Your neighbor down the street walks up to you and starts telling you about his really great band, man. You should really check out our show this weekend - there's free beer and everything. You think, yeah right, these drunken fools have no idea what they're doing. But sure, I suppose I can come see your band this weekend, just so your feelings don't get hurt. You show up to the show, your (totally sloshed) neighbor steps behind the mic, and from the first note, your jaw hits the ground, as you suddenly realize that the idiots down the street are actually one of the best rock bands in the world. This rock legend plays out as the dramatic climax of the film High Fidelity, and it also continues to play out in real life in the form of Guided by Voices: a band of everymen who gradually became one of the most beloved acts in alternative rock before apparently disbanding in 2004, only to reunite in recent years for a series of shows and tours, and now, a new studio album, Let's Go Eat the Factory.
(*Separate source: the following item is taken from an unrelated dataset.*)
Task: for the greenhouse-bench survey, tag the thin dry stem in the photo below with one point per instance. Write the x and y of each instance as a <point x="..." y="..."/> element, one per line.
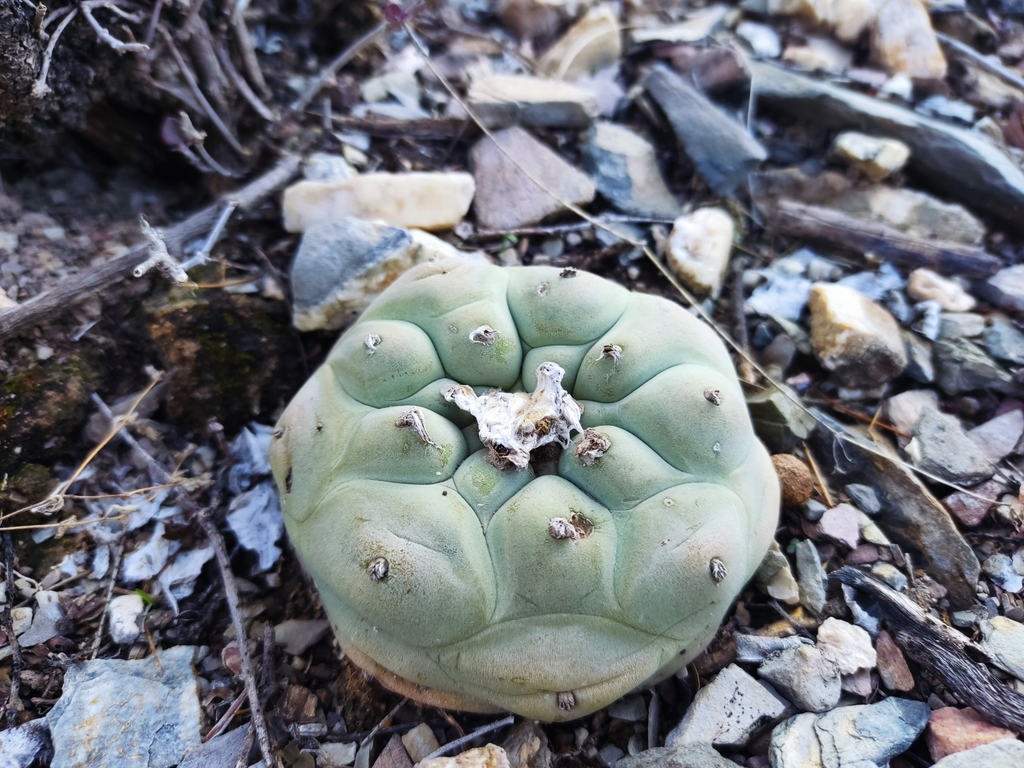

The new album reunites the band's "classic lineup" from the mid-1990s, but the fulcrum of the band continues to be Robert Pollard, one of the most prolific and idiosyncratic musicians in modern music. The ex-schoolteacher Pollard has kept busy during GbV's hiatus by recording a staggering volume of solo records under various monikers, branching across the spectrum of rock n' roll in both sound and lyricis. From the get-go, it's tempting to envision Let's Go Eat the Factory being filled with similarly varying, indistinct bashers that Pollard could have whipped up in his sleep (and to be honest, he probably does: he's spoken about his tendency to work random phrases of everyday conversation and dream speech and turn them into entire songs.) But one of the most pleasant surprises about Let's Go Eat the Factory is its reluctance to adhere to traditional songcraft or sonics, instead devolving into disjointed fragments and seemingly half-baked ideas, often recorded through the cheapest boombox at Radio Shack. The kicker, of course, is that the previous sentence also describes the sound of what are considered the band's "classic" albums: 1994's Bee Thousand and 1995's Alien Lanes. Each of those albums is less about individual hit songs than they are about maintaining a flow and building their own world, which is also what the band accomplishes on Let's Go Eat the Factory. The album can sound willfully bizarre and even frustrating, but it's ever intriguing to hear a band carve out its own trademark sonic direction.
This doesn't mean that the album is lacking in hit singles - they're just hit singles viewed through Guided by Voices' own prism. (If you need an example of this, go to YouTube and check out the album version of 1995's "My Valuable Hunting Knife;" it sounds quintessentially GbV, both brilliantly catchy and sounding like it was recorded for $5. Then go check out the Tigerbomb EP version, which was recorded with actual studio equipment and sounds like a potential Top 5 hit. I feel that one of the critical observations of the essence of Guided by Voices is the distinction between the versions: what is the "real" GbV? The Tigerbomb version is awesome radio rock, yet if you sit down and listen to the original version, it becomes its own modern rock hit when you close your eyes and let your imagination fill in the gaps. If Springsteen had released a full-band version of Nebraska six months later (as was his original plan), it would have found its own audience, yet only amplified the strengths of his original, stripped-down recordings. It calls to mind another classic archetype of popular music: are the songs banged out in ten minutes truer to the spirit of rock n' roll than those labored over for months in the studio? Anyway, I inadvertently wound up putting one of my core theses within brackets, so thanks for reading.) Guided by Voices require the listener to step through the looking glass into their own universe, and once you're there, hit singles can sprout up from nowhere. Speaking of which, the perpetually underrated Tobin Sprout actually contributes several of the album's strongest numbers, including "Spiderfighter" and "Waves," which rides on a persistent, buzzing riff, and is one of the most "professional-sounding" songs on the record. Many songs paint vivid portraits and disappear in a matter of seconds; "Doughnut for a Snowman," "How I Met My Mother," and "Chocolate Boy" all flame out in under two minutes. Pollard's Beatles fascination also persists in "Hang Mr. Kite" and "I Invented the Sun." One of the songs we've played on The Current, "The Unsinkable Fats Domino," adheres to a traditional verse-chorus-bridge-chorus structure, and actually sounds like a real song (!), and even THAT clocks in at just 1:53. The record loses a little steam towards the end, before wrapping up with the crowd-pleasing encore "We Won't Apologize for the Human Race."
If their past history is any indication, this should be the first of several new releases for Guided by Voices, which will inevitably find the band shaking off any rust and perhaps even turning up the 'rock' knob a little more. For now, Let's Go Eat the Factory is an uncompromising record that takes no shortcuts, instead opting to play upon their own unique traits. As Pollard yells in a song that's practically all chorus, "We are living proof that God loves us!" What other rational explanation is there for how a bar band from Dayton, Ohio earned their proper recognition as one of the best rock bands in the world?